The Iliad of Homer, translated by Samuel Butler

Second part of a two-part autograph manuscript, mid-1890s (BII ILI 1897.1)

The Iliad, an ancient Greek epic by the poet Homer, narrates the story of the Trojan War. The Odyssey was generally considered a companion piece to it. Rereading the poems as an adult, Butler was struck by a radical notion: that the Odyssey was not the work of Homer, but of a ‘brilliant, high-spirited’ young woman, originating from Trapani in Sicily.

Hoping the controversy would entice a new publisher to take on his translations, Butler fleshed out a book-length argument entitled The Authoress of the Odyssey. Eventually, following numerous rejections, Longman’s agreed to publish all three books.

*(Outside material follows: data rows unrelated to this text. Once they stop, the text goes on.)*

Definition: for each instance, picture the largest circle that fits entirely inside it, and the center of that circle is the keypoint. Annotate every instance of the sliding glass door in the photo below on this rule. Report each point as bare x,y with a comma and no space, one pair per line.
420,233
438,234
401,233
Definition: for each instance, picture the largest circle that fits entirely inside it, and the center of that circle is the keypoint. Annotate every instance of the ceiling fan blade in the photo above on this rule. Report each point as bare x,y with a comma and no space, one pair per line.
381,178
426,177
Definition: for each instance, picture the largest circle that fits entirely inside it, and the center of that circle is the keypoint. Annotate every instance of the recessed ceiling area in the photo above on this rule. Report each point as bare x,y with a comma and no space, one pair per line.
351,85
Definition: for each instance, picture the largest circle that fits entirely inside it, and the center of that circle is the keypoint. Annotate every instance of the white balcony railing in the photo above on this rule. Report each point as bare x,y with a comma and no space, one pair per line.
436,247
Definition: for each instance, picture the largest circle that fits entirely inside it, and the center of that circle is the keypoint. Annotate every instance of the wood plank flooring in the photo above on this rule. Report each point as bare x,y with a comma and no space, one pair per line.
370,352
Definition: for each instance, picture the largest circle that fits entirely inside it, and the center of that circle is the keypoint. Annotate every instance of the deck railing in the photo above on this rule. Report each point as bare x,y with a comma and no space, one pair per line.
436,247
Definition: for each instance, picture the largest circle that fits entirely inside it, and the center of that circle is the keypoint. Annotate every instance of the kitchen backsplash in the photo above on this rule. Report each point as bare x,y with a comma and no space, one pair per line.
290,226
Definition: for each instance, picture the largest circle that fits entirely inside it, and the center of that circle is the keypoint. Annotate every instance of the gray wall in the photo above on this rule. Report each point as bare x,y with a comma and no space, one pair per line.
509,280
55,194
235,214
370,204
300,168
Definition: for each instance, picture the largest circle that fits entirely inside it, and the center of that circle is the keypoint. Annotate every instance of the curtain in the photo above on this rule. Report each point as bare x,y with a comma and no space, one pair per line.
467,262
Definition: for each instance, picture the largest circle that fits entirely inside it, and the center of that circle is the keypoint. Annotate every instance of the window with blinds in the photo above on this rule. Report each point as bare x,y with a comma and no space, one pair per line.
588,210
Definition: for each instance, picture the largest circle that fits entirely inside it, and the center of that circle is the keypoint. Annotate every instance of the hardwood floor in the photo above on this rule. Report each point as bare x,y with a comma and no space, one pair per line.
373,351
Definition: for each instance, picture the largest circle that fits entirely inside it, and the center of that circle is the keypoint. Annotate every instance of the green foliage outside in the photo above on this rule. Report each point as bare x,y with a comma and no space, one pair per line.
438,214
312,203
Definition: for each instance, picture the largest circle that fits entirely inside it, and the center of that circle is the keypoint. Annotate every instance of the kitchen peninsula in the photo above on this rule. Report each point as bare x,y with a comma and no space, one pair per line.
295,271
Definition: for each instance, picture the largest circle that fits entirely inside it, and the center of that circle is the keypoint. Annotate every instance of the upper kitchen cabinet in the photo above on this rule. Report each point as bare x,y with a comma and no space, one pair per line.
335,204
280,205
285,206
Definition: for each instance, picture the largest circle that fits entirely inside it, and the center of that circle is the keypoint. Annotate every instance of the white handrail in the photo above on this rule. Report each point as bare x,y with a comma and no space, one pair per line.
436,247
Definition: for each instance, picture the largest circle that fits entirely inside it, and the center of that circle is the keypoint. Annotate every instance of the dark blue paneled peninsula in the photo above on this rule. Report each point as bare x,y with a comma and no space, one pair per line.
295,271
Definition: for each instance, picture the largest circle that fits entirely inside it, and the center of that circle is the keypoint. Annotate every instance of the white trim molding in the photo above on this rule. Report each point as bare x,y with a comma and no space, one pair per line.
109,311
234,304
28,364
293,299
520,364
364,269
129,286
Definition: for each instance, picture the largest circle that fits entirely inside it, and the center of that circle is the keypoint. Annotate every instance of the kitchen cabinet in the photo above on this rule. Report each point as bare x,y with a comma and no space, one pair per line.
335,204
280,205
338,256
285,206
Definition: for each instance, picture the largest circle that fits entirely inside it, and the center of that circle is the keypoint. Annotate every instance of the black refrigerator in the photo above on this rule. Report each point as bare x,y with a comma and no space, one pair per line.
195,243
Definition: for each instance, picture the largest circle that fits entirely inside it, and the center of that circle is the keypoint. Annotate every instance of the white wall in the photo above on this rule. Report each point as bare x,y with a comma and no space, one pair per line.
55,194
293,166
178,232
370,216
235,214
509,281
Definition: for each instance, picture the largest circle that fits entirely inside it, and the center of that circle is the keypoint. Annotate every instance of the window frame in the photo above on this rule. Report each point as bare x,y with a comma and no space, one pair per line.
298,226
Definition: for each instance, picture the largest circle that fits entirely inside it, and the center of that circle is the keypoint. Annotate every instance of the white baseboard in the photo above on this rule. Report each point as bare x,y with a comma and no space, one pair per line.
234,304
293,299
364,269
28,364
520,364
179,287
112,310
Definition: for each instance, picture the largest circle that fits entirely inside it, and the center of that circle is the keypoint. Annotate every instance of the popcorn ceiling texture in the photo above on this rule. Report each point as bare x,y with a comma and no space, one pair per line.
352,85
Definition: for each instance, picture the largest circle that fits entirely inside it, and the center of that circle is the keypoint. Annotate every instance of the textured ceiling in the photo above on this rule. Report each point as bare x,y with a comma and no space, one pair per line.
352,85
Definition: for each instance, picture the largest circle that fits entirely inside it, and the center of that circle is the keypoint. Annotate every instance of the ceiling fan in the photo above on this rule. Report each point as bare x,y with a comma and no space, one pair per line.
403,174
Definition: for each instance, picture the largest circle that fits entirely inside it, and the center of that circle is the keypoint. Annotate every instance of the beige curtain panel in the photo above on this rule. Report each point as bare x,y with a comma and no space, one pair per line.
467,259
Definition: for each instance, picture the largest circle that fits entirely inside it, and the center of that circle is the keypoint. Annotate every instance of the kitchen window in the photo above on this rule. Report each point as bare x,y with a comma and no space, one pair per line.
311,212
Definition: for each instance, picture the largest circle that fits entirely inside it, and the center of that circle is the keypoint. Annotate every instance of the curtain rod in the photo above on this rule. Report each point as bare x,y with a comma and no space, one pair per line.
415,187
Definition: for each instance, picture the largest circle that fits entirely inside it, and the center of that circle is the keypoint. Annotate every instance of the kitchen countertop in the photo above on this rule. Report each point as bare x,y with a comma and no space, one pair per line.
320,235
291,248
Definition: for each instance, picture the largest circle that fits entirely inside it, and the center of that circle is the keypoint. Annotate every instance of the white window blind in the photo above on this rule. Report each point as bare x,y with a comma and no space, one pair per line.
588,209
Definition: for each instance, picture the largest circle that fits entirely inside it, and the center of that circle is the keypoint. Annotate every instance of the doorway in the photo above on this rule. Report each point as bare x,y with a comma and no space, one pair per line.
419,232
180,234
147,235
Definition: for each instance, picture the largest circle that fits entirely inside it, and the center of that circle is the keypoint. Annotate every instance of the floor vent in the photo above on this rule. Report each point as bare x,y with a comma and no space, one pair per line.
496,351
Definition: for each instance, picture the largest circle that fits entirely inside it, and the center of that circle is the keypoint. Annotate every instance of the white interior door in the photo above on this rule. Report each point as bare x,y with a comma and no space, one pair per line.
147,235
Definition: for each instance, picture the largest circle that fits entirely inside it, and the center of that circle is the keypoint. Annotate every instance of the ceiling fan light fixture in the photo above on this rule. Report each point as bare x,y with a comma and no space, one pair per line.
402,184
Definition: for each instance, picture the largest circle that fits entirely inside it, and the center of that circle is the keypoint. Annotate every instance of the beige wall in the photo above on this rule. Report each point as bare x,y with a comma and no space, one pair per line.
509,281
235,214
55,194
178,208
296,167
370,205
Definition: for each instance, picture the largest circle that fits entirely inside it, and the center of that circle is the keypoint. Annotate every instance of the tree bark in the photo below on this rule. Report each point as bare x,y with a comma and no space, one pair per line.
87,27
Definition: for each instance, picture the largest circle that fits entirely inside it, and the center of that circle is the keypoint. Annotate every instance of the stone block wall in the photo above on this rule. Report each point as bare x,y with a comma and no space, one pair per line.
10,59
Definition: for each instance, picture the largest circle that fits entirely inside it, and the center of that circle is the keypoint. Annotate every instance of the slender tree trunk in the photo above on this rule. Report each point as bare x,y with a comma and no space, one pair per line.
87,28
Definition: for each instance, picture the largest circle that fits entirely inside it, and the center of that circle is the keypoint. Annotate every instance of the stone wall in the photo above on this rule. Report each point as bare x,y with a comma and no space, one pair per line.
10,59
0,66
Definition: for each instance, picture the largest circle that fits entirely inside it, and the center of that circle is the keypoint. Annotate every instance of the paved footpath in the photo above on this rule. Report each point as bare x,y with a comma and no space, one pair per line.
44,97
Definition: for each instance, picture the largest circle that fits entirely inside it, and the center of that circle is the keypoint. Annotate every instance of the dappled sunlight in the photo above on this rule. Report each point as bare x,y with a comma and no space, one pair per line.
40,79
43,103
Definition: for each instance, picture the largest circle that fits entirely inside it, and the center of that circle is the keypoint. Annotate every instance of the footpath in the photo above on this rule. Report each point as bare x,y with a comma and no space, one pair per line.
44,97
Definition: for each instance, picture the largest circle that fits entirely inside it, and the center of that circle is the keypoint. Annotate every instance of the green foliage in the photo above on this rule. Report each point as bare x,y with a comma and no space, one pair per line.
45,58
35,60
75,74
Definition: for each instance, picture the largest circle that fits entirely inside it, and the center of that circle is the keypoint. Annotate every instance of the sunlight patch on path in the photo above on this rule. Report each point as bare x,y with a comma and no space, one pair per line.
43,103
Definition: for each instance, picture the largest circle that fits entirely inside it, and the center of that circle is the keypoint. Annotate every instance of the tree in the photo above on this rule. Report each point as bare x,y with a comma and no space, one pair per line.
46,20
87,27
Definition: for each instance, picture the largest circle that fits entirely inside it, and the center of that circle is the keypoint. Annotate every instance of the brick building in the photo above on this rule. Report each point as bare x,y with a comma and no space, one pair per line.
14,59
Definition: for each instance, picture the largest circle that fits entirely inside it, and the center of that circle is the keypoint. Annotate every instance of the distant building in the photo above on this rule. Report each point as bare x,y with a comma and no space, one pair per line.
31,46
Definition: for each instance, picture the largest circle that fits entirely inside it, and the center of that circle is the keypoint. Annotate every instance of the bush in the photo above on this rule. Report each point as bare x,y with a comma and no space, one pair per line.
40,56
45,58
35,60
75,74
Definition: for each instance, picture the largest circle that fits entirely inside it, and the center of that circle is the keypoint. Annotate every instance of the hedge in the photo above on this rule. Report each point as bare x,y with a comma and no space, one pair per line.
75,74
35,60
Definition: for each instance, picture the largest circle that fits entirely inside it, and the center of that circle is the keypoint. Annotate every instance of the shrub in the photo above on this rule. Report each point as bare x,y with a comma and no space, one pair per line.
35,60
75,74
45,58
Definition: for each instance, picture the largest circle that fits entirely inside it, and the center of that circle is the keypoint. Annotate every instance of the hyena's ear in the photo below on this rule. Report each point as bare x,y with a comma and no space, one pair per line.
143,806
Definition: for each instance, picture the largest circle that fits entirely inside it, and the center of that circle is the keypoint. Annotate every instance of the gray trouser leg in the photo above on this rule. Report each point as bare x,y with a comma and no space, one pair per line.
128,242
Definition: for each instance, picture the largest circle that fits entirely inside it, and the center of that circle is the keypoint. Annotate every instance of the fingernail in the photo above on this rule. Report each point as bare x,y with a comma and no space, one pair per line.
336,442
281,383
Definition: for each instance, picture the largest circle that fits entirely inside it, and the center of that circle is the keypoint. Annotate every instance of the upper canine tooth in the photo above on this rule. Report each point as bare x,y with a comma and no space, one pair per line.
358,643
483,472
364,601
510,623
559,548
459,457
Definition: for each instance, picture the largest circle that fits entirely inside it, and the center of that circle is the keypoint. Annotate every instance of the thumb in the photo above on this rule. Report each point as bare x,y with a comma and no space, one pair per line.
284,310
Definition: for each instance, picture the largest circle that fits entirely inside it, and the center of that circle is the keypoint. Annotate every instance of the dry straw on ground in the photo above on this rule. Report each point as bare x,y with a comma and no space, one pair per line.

Conservation of the Iliad and Odyssey manuscripts

Both manuscripts were deposited in a fragile condition, with their thin paper covers having suffered substantial wear and tear. Loose dirt had also gathered in the heads of the text block (i.e. at the top edges of the leaves) of the Odyssey manuscript, encouraging the growth of white mould. Using a vulcanised rubber smoke-sponge over an air-bench, Edward Cheese and Bridget Warrington, of the Cambridge Colleges’ Conservation Consortium, were able to remove the dirt and mould.

Before treatment

After treatment

The Iliad manuscript had to be flattened, using a low-temperature tacking iron through a protective layer of silicon paper. The covers of both manuscripts were then repaired using Japanese handmade paper, and the weakened page-edges and tears were repaired using a fine Japanese tissue and purified wheat-starch paste. Protective Melinex® wrappers were fitted to both manuscripts, affording the covers extra protection, and each manuscript was housed in a made-to-measure drop-back box.